Returning to/from Bucharest

Today I am travelling back from Bucharest, believe it or not, via Zurich! The long way round I'm thinking, but there, that is the way of airlines these days.

Every visit to Bucharest, since my first in 1995, is fascinating. Every time there are changes to be seen, many of them for the better, but one is also reminded that in any change of economic situation there are always winners and losers - one can really only hope that there are not too many of the latter and attempt to provide some sort of cushion for it. The city has changed enormously in the last thirteen years and even more changes are on the way. Buildings are being renovated, but it is a slow and expensive process. Many of the owners do not have the funds or the resources to do the work necessary and the city is built on a huge earthquake fault. Worse, many of the buildings were damaged badly in the 1977 and 1984 quakes here and the regime simply didn't bother carrying out the structural repairs necessary - so they papered over the cracks and now the restored owners face the bills.

New building is booming though and one thing is the extensive use of glass - about which I have a few questions in an earthquake zone! Tall buildings are on the drawing boards as well - currently not much more than 40 storeys, but it won't be long before someone decides to reach for the sky. The biggest problem for builders and designers here is the soil - it is millenia of silt from the Danube and another big river with bedrock several hundred feet down - and the high water table (About 4 metres below ground on average.) Then there is a problem with electrolytic action between power cables and steel re-inforcing in some areas where concrete with a certain type has been and is being used.

I am always a little sad to be leaving here, the people are amazingly friendly and generally very hard working.

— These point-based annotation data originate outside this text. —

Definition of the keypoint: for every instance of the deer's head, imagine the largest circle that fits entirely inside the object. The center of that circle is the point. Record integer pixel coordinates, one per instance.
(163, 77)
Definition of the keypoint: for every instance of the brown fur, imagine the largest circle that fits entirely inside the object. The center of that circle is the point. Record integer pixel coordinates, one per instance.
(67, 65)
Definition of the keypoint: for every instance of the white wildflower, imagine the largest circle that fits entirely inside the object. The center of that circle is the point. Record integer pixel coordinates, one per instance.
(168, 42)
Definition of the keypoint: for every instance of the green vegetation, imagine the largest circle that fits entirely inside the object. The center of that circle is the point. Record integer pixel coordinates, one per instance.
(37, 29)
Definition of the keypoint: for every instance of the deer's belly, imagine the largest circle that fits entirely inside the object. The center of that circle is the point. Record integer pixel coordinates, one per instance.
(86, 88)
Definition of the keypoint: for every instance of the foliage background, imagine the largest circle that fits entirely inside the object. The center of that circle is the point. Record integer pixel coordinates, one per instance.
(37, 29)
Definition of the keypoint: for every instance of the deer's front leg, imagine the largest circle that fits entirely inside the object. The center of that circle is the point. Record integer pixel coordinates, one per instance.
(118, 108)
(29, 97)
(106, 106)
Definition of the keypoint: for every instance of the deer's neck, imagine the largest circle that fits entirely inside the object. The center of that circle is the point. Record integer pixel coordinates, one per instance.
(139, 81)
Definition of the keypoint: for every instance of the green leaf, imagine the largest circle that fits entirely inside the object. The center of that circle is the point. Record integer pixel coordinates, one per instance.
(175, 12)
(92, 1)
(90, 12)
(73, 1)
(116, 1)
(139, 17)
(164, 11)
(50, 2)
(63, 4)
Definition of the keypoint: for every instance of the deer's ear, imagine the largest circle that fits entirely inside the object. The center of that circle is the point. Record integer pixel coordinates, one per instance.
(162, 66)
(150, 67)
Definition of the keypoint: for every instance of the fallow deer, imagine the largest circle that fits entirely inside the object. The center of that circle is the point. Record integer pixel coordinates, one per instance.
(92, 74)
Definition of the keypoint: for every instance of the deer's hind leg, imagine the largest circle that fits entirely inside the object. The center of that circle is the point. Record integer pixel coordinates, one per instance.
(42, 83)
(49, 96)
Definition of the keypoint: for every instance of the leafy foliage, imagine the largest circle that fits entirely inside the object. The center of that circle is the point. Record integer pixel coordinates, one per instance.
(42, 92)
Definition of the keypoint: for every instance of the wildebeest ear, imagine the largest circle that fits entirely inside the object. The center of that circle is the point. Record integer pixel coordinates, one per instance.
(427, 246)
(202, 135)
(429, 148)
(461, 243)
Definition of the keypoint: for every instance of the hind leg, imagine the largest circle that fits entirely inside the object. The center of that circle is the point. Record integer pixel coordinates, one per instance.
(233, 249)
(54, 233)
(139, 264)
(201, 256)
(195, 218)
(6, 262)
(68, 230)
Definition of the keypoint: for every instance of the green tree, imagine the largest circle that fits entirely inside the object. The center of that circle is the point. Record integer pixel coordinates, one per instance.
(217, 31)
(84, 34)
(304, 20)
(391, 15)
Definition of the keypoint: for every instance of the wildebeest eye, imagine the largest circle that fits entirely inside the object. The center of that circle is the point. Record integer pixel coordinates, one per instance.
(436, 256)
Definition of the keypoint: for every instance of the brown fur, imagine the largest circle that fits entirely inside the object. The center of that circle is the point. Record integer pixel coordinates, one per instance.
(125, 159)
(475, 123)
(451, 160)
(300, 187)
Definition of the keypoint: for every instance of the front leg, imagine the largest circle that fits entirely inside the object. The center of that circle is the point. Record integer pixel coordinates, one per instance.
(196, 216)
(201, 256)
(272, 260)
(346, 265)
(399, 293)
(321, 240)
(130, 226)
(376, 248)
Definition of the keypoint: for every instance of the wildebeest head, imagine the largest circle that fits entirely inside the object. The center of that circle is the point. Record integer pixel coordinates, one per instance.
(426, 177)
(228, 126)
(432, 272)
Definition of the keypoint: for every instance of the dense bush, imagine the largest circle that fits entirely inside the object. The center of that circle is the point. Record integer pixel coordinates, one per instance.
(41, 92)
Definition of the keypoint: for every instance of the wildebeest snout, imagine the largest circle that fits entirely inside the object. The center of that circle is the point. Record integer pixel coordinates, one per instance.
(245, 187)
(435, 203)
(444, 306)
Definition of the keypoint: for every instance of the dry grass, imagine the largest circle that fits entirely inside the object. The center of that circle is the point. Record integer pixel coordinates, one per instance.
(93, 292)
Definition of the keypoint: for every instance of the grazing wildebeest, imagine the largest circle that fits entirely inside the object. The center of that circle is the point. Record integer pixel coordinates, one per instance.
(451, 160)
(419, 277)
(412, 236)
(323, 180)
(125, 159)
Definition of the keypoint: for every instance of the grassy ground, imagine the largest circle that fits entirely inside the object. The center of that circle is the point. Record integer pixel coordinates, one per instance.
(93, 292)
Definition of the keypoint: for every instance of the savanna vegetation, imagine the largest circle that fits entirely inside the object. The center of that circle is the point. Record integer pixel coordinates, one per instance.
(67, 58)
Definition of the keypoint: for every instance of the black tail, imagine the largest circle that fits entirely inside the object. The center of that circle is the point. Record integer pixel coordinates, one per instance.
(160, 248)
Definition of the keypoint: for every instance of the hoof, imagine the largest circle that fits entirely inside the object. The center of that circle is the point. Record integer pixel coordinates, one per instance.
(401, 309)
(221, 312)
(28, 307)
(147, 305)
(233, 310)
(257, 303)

They are also determined to put their country onto the European map and to change their image from "sick" nation to "equal member" - one they are very proud to be part of and they are nothing if not proud as it is.

One final thought which sums them up rather well. Near my hotel is the memorial to those who died on the day the Revolution against the Communists and Ceacescu started. I was looking at it and trying to decipher the Romanian Inscription yesterday when an older Romanian joined me and commented, "There are many arguments about whether they are martyrs and whether the Revolution was a revolution. The improvement may be small - but at least we did something."

I wonder if anyone will say the same of us someday?